Algorithms with Attitude

What's next after The Mandalorian and Grogu | Looking to the Future of Star Wars | This is the May

43 min · Ayer
portada del episodio What's next after The Mandalorian and Grogu | Looking to the Future of Star Wars | This is the May

Descripción

What comes next for Star Wars? After looking back at the Original Trilogy, the Prequels, the Sequels, the TV era, and The Mandalorian and Grogu, our final This is the May episode looks ahead at the future of the franchise.
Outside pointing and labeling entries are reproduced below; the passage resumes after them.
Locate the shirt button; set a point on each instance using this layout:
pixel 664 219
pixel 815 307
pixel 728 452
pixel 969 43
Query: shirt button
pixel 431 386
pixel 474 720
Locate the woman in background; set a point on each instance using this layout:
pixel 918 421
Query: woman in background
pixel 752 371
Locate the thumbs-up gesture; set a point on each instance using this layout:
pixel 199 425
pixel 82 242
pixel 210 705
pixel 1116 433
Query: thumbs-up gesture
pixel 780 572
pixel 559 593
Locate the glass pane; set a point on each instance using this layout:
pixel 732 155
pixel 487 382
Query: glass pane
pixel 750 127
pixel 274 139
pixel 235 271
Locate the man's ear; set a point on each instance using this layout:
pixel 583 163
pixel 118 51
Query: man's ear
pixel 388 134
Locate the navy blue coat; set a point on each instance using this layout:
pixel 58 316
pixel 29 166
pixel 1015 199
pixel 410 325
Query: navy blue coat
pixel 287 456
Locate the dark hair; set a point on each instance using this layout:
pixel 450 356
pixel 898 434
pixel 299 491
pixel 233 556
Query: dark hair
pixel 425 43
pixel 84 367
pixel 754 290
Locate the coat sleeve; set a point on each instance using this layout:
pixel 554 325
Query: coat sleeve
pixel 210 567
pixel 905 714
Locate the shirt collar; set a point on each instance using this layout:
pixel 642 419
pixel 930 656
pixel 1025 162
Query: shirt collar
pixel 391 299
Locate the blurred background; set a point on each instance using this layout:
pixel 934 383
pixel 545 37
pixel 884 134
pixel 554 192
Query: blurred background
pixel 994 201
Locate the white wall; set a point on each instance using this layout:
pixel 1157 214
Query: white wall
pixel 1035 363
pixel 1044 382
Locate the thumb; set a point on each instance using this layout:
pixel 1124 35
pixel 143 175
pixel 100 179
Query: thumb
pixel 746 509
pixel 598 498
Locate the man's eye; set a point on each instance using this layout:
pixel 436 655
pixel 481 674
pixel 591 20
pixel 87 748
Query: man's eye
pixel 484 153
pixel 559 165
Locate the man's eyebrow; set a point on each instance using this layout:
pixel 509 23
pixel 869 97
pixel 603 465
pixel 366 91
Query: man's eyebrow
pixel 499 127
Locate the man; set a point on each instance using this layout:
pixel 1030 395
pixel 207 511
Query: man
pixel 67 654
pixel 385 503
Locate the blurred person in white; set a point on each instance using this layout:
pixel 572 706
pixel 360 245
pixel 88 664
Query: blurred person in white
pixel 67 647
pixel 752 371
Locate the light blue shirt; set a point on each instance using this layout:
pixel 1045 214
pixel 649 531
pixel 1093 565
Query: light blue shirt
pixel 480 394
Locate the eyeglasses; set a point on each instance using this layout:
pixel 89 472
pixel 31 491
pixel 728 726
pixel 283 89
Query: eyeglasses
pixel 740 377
Star Wars is no longer just one kind of story. It can be mythic, political, experimental, nostalgic, strange, personal, massive, or small. But as the galaxy expands across movies, shows, animation, and standalone stories, one question becomes more important than ever: Can Star Wars stay flexible without becoming scattered? In this episode of Algorithms With Attitude, we discuss Dave Filoni’s role in shaping the future of Star Wars, upcoming projects like Star Wars: Visions Presents — The Ninth Jedi, Ahsoka Season 2, Starfighter, and Maul, the possible Rey movie, and the larger Mandoverse event that may bring several New Republic-era stories together. We also look at how The Mandalorian and Grogu shows that smaller standalone adventures can still work in this universe, why Heir to the Empire continues to cast such a long shadow, and why moving beyond Episode IX may be one of the biggest creative challenges Star Wars faces. Because the future of Star Wars should not be about choosing between nostalgia and reinvention. It should be about clarity. Let some stories be small. Let some be huge. Let some connect. Let some stand on their own. But make each one matter. 🎙️ Algorithms With Attitude — where code meets connection. 👇 Question for you: What direction do you want Star Wars to take next: bigger connected events, smaller standalone adventures, or something completely new?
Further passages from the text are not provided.